Mon cœur se serre, je me revis manger cette viande, tendre, blanche, et filandreuse. Maëva. Je sais d'où vient l'histoire, ce qu'a empoisonné l'esprit des villageois, la folie de Samantha.

— Alors, ils les chassent, d'abord ils massacrent les patients, le bain de sang dure plusieurs nuits, ils mangent les restes humains pour survivre au froid. Mais ils refusent de manger les plus fous. Samantha leur a dit que le Mal présent dans leurs esprits les empoisonne aussi. Quelques-uns trouvent refuge dans les bois. Mais le pire reste à venir. La bile monte dans ma gorge, je sens l'air ambiant peser sur mes épaules.

Cette histoire n'est pas réelle, personne ne pourrait être poussé à manger sa propre espèce. Personne ne pourrait commettre de telles horreurs.

— Puis ils se tournent vers les enfants. Samantha leur a dit que le sacrifice est grand, alors elle utilise sa propre fille, l'envoie dans les bois pour mourir avec les autres. La chasse dure trois jours et trois nuits. Les parents traquent les enfants. Certains peuvent survivre, d'autres trouvent la mort. La plupart d'entre eux d'ailleurs.

Des larmes coulent sur mon visage, je me mets à gratter mes bras, de plus en plus fort, jusqu'à sentir un liquide chaud sous mes ongles.

— Ils mangent leurs enfants, les premiers à se nourrir sont ceux qui ont survécu, ils deviennent des membres respectés de la communauté. Puis les dépouilles des enfants sont jetées dans le lac. À ce jour, on dit que leurs âmes tourmentées viennent hanter les habitants de Clémentine Lake, leur rappelant leur sacrifice. Jacob fait une courte pause avant de reprendre.

— Ce fut au cours de l'hiver de 1933, le village reste isolé jusqu'à la fonte des glaces. C'est un secret que Clémentine Lake garde caché du reste du monde, le secret de sa survie.

C'est à ce moment que je vomis, que je me vide de mes entrailles sur le sol. Jacob doit être étonné, car il a un mouvement de recul. Je jure avant de m'essuyer la bouche du revers de la main.

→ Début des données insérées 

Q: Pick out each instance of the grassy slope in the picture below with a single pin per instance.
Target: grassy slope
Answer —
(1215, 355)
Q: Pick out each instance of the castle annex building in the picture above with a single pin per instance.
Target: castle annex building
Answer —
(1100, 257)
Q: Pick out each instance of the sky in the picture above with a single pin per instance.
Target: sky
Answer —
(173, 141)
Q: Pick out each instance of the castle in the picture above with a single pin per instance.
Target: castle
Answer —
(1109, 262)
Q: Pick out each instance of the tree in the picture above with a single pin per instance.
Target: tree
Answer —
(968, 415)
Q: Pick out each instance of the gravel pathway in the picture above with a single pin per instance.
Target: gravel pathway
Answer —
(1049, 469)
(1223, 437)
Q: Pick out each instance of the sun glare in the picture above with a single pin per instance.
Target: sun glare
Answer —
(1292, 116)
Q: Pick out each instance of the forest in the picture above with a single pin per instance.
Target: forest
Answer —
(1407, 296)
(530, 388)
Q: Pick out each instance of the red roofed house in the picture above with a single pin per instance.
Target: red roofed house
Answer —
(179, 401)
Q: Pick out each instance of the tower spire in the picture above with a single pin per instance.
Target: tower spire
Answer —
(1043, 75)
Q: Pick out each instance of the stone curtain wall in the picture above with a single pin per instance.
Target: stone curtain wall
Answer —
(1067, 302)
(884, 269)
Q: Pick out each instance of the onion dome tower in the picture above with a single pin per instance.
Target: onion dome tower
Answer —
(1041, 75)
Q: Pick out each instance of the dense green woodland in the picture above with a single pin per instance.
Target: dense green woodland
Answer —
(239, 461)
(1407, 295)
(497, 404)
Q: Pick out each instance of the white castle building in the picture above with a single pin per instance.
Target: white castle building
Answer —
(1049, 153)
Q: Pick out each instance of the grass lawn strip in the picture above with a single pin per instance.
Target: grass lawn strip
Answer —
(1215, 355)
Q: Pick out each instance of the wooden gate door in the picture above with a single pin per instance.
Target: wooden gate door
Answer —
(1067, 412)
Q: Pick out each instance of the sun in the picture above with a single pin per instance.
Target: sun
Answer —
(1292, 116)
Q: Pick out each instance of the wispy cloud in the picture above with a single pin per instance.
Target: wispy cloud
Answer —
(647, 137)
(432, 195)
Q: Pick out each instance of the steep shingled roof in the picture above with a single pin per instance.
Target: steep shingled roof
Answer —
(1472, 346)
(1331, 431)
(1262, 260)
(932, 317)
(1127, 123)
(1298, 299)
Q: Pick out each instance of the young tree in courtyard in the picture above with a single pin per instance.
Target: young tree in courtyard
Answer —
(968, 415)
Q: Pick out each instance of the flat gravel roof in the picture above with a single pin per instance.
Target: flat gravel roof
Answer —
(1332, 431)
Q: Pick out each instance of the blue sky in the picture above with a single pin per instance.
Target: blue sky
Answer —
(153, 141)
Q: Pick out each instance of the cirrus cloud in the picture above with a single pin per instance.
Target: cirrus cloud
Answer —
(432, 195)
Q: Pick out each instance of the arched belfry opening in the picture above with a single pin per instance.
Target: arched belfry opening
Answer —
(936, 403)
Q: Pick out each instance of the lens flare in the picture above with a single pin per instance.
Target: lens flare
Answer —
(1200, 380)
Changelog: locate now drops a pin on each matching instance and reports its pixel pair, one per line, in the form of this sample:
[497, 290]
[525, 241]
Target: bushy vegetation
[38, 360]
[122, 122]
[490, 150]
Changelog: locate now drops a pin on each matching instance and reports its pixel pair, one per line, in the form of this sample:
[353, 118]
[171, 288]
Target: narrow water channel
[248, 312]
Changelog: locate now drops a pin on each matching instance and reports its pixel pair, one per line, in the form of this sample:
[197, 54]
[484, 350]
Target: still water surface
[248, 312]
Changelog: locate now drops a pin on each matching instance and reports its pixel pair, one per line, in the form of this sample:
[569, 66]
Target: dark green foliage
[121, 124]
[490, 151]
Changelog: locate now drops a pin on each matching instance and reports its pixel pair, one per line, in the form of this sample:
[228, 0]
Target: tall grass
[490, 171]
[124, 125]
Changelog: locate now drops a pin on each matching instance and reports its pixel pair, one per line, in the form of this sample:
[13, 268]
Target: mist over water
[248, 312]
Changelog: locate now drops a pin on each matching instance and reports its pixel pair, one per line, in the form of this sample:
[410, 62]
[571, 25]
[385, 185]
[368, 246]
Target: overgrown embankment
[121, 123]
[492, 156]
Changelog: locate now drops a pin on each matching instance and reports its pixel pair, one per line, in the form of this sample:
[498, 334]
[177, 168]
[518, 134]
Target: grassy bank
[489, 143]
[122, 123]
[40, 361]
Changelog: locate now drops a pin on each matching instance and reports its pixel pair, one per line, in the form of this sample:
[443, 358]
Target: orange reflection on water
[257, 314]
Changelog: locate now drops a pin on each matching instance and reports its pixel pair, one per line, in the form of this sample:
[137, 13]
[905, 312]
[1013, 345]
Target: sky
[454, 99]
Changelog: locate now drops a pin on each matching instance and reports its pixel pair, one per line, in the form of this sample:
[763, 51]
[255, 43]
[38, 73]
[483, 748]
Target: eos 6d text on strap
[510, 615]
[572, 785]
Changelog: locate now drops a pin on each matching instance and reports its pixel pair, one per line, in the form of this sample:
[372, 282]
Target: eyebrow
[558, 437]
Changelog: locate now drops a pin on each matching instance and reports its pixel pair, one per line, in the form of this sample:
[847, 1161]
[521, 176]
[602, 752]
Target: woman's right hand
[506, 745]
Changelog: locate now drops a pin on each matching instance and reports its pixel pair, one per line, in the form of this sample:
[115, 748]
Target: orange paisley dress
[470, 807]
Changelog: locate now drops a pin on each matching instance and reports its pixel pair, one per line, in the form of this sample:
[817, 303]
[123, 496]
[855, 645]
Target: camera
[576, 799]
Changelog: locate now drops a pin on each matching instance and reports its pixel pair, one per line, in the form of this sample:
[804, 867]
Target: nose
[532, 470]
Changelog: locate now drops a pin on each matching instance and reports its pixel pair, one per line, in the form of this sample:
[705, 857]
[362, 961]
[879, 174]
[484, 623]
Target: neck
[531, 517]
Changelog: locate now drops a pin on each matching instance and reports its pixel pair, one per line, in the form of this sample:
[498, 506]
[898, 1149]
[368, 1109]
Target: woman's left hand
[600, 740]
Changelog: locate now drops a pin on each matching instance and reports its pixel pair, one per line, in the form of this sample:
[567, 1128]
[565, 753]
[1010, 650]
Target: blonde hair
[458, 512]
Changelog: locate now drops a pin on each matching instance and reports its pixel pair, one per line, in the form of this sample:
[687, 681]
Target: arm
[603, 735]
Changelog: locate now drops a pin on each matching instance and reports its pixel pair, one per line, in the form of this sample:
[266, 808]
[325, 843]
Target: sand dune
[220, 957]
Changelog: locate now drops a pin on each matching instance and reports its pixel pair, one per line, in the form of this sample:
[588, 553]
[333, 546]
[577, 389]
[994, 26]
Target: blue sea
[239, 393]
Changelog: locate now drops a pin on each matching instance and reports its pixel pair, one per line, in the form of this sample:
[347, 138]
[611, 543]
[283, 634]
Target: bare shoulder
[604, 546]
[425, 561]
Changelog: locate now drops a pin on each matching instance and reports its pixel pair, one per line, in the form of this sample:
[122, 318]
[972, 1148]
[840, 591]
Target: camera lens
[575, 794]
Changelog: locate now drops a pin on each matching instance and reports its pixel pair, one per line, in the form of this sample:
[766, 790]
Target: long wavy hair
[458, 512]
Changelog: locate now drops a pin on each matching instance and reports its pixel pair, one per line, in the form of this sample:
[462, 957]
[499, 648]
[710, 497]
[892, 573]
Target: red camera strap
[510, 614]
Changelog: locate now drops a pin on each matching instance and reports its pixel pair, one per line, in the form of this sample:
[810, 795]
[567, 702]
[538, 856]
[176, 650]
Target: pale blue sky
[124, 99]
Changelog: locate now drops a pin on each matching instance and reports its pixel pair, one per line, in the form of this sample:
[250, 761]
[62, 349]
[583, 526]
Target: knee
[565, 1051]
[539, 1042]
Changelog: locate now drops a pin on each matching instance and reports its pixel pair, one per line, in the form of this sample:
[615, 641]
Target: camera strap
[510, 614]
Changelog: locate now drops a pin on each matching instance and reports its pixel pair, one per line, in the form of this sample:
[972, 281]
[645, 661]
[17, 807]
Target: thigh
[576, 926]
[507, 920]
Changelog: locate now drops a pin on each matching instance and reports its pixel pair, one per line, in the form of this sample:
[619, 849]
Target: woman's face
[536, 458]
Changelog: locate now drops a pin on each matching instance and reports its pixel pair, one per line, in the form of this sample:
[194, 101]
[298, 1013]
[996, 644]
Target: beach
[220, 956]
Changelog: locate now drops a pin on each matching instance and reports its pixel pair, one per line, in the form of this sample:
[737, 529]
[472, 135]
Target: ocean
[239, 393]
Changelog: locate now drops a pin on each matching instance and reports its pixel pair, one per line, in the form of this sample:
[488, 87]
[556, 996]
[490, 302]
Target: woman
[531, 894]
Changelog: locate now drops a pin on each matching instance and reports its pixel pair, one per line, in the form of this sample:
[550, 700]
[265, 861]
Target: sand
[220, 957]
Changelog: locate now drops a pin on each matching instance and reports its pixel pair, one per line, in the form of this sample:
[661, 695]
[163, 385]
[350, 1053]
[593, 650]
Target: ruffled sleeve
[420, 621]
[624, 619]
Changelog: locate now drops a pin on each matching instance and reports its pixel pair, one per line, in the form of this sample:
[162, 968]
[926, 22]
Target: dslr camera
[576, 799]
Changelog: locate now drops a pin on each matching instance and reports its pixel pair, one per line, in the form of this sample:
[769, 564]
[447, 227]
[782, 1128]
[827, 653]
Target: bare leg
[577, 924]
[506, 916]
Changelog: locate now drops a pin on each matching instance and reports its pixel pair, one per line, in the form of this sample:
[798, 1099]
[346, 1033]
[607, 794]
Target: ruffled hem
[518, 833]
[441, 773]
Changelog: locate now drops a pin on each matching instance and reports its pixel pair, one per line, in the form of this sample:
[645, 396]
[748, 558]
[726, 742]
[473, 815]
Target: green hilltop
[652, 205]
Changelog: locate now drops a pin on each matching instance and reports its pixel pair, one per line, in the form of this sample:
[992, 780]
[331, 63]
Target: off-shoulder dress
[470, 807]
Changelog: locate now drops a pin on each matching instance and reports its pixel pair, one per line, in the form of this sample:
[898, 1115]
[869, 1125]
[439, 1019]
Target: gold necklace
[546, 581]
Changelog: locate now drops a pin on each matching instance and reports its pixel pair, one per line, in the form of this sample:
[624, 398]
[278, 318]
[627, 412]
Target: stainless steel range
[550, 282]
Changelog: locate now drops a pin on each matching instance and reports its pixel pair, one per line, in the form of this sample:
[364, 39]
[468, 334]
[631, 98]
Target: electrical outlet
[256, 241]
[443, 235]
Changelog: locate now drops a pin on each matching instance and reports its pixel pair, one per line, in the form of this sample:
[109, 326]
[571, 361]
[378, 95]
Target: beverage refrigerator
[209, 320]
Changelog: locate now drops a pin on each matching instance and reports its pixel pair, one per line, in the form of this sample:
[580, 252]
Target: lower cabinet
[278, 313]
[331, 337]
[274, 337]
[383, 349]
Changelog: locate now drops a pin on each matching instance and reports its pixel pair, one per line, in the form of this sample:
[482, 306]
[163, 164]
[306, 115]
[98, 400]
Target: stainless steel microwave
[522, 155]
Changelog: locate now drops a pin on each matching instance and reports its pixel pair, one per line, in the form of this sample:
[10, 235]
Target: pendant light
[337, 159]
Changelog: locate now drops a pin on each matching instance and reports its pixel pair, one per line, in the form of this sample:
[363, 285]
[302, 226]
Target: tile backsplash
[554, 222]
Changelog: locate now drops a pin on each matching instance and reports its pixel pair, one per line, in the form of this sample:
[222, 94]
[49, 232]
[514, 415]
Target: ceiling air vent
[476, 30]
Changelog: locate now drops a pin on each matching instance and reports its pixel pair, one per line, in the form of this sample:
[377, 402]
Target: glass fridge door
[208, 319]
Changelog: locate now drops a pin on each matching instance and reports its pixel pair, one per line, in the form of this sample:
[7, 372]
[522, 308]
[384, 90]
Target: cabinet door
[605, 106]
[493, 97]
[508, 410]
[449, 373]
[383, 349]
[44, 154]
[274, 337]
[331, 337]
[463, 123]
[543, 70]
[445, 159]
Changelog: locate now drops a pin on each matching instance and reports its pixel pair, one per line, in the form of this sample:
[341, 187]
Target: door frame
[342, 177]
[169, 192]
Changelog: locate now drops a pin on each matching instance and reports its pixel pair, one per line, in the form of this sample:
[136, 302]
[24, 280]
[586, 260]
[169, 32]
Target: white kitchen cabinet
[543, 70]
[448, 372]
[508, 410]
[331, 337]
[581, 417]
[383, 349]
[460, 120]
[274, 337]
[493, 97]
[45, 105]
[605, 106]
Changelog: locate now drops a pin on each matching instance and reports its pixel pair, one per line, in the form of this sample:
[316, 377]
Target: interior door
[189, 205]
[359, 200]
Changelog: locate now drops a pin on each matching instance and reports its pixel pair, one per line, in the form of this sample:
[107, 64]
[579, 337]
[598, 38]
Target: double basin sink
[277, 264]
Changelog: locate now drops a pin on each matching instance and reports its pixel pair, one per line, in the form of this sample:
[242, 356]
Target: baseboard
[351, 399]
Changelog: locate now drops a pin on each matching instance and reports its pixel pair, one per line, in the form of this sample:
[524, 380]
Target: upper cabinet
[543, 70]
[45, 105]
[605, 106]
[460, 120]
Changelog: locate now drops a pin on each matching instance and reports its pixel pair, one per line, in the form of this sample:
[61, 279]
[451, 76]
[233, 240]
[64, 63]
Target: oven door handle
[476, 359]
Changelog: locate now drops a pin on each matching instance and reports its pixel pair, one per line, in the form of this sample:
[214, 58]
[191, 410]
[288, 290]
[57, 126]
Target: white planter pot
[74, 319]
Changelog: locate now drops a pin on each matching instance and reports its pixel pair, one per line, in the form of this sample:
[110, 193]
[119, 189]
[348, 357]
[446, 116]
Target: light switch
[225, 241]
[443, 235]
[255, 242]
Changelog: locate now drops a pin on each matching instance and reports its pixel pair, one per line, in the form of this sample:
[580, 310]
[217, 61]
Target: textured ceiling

— Calme-toi, c'est juste une histoire pour enfants, l'histoire de fantômes qui fait peur aux gamins. Sûrement inventée par nos grands-parents pour les empêcher de venir sur l'île. C'est dangereux ici.

Il pointe le bâtiment du doigt.

— Cet endroit est complètement délabré, les murs tombent, trop d'enfants sont morts en essayant de traverser le lac à la nage.

— Mais cet endroit est réel, il y a vraiment eu un hôpital ici.

Il sourit de nouveau.

— Cet endroit était un centre de convalescence pour la tuberculose, ici entre les bois et la montagne, l'air était meilleur, alors les malades venaient se purifier les poumons.

Je me tourne vers le bâtiment, le cœur serré. J'ai l'impression de voir des visages dans les ouvertures, des formes fantomatiques qui me toisent comme une intruse, une chose qui viole leur mémoire. Jacob a beau me dire ce qu'il veut, mais une histoire comme celle qu'il vient de me raconter ne sort pas de nulle part. Elle doit avoir des racines réelles, exagérées par les conteurs, mais bel et bien réelles.

— On nous a fait manger Maëva..., murmurai-je entre mes lèvres. Jacob fronce les sourcils et me prend la main.

Elle se retire pleine de sang, et le liquide pourpre me ramène à la réalité.

— Tu saignes, mon dieu, si je savais que tu aurais réagi comme ça, je ne t'aurais jamais raconté cette histoire !

Je secoue nerveusement la tête.

— Je la connaissais, tu as juste rappelé quelque chose que je pensais avoir oublié.

Je me tourne vers lui, oubliant la peur qui paralysait mes muscles.

— Si je comprends bien, tu veux faire notre exposé sur cette légende, comparer la vérité à la légende ?

Jacob ignore ma question, il semble trop préoccupé par le sang qui coule le long de mon bras. Mais moi je retourne dans mon enfance, à cette époque ou ma mère me racontait des histoires avant de m'endormir.

Clementine s'est sacrifié pour le bien de ses parents, un jour tu fera de même.